The near-death experience occurred back at his home in Pittsburgh, where he was overcome with a massive bout of the cold sweats. Clark was shivering so much that his bed was shaking. His wife and mother put every blanket in the house on him, and that didn't work. His wife stuck a blow dryer under the covers, hoping to create warmth. It was no use.
Clark prayed. He remembers what he told God.
"I was like, 'If it's time, let me go now; I'm tired of this,'" said Clark, who dropped 40 pounds during the ordeal.
Clark's reflection came as he was surrounded by reporters at a Super Bowl XLV media session. He's incredibly lucky. Not only does he have his health, but he's in the Super Bowl for the second time in three years.
He has vivid memories of that magical night in Tampa, Fla., two years ago, when the Steelers beat the Arizona Cardinals on Santonio Holmes' acrobatic catch in the final seconds. During the postgame celebration, Clark was on the field, lying in the confetti and soaking up the moment.
"Now," he said, "every game is like the Super Bowl."
Clark has been beating the odds since he arrived in New York in 2002. Despite a solid career at LSU, he was ignored in the draft, signing with the Giants as a free agent. He made the team and played in 22 games over two seasons, starting in four games under Jim Fassel.

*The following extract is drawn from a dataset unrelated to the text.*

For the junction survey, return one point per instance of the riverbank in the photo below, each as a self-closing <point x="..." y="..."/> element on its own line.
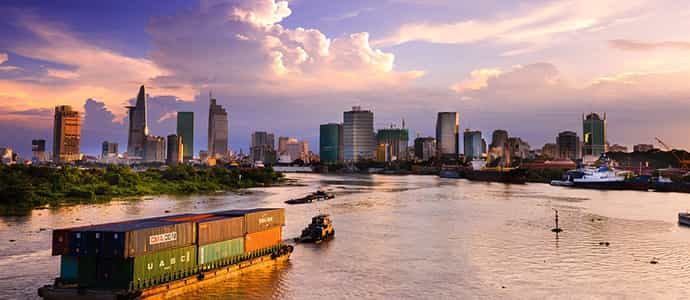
<point x="23" y="188"/>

He was released in 2004 and spent two seasons with the Washington Redskins before finding a home in Pittsburgh, where he has established himself as the steady sidekick to the spectacular Polamalu. Clark said he'll be forever grateful to the Giants for giving him his first shot.
"I was an undrafted free agent and I didn't have a lot of teams give me a chance to come in and compete, and they did that," he said. "So without them, I don't get that start. ... [They] helped me a great deal to get to this point."
Clark will be a key Sunday, facing the Green Bay Packers' high-powered passing attack. Aaron Rodgers & Co. know how to put pressure on a secondary, attacking the entire field, but the prospect of facing that kind of offense doesn't faze Clark. He prefers to look at the big picture.
"I almost died," he said. "So what's the stress in this?"